First, What Are Fund Costs?
Every time you invest in a mutual fund, a small percentage of your money goes towards managing it. This is known as the Total Expense Ratio, or TER. It covers everything from the fund manager's salary to administrative, marketing, and operational costs.
The TER is deducted from the fund's Net Asset Value (NAV) daily, so you don't pay it separately, but it directly impacts your overall returns. A lower TER means a higher NAV, which translates to better growth for your investment over time.
What Is SEBI Changing?
The regulator's new rules, effective April 1, 2026, aren't just about cutting costs—they're about restructuring them for clarity. The biggest change is the unbundling of the TER. Instead of one single percentage, costs will be broken down. The new structure introduces a 'Base Expense Ratio' (BER), which is the core fee for managing the fund. On top of this, other costs like brokerage fees, Securities Transaction Tax (STT), and GST will be shown separately and charged based on the actual amount incurred. The goal is to give you a crystal-clear view of what you're paying to the fund manager versus what goes towards taxes and transaction charges.
Why Is This Happening Now?
SEBI's primary goal is to protect investors and increase transparency. By forcing fund houses to separate management fees from statutory levies, it becomes easier for investors to make a fair comparison between different schemes. Previously, a higher TER could be due to higher management fees or higher trading activity leading to more taxes. Now, you can compare the BER of two similar funds to see which one is truly more cost-efficient from a management perspective. This move is part of a broader push to make mutual funds more accessible and trustworthy for retail investors across India.
Real Savings in the Fine Print
While the restructuring itself is the main story, SEBI has also tightened the caps on several costs. The permissible brokerage that funds can charge for stock transactions has been significantly reduced—from 0.12% to 0.06% for cash market trades and from 0.05% to 0.02% for derivatives. Additionally, an extra 0.05% fee that funds with exit loads could charge has been scrapped entirely. These changes, though small in percentage terms, are where genuine cost savings for investors lie, especially for funds that trade frequently.
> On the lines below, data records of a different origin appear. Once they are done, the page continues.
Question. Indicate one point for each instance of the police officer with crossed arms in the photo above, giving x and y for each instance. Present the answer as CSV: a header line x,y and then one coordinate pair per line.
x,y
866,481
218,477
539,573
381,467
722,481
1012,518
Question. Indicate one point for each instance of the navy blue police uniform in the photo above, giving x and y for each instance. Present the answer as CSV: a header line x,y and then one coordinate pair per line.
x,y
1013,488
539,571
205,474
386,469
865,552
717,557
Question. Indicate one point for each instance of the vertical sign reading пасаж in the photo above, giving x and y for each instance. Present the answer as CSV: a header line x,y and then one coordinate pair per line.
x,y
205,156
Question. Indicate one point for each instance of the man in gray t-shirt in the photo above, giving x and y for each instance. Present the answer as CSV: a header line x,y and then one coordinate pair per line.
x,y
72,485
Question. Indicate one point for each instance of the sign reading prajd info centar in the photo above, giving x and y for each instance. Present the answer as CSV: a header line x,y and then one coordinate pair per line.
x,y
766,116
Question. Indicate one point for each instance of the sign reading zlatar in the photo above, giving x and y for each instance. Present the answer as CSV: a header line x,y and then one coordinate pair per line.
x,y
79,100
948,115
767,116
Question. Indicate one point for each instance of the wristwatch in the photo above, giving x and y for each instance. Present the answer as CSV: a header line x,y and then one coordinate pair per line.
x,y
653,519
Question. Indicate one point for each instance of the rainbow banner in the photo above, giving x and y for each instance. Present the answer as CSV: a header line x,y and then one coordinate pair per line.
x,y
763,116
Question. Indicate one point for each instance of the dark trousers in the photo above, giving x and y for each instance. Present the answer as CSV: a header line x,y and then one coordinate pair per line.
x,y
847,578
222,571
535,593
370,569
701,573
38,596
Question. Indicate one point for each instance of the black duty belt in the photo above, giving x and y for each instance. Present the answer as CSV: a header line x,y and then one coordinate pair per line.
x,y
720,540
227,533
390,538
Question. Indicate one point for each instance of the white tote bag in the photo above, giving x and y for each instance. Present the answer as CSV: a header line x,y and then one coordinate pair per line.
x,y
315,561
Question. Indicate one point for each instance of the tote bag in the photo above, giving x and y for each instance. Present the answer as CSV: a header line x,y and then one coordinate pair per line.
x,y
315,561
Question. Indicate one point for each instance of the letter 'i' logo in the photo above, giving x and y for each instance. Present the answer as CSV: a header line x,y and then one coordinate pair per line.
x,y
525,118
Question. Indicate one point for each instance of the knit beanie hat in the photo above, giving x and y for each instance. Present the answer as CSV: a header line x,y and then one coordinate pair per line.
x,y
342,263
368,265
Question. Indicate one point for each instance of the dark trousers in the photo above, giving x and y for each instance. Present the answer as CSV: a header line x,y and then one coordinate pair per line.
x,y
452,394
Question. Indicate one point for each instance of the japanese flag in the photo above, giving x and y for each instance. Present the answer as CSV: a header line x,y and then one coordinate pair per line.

How Does This Affect Your Investments?
A lower expense ratio, even by a small fraction, can have a surprisingly large impact on your wealth over the long term due to the power of compounding. For example, a reduction of just 0.10% in annual fees on a ₹10 lakh investment could result in nearly ₹1.7 lakhs of extra returns over a 20-year period, assuming a 12% annual growth rate. While your fund's TER might not appear to drop dramatically overnight—because some costs are now shown separately instead of being removed—the overall framework is designed to reduce hidden cost leakages and improve your net returns. This move makes it more important than ever to look beyond just past performance and consider the cost structure when choosing a fund.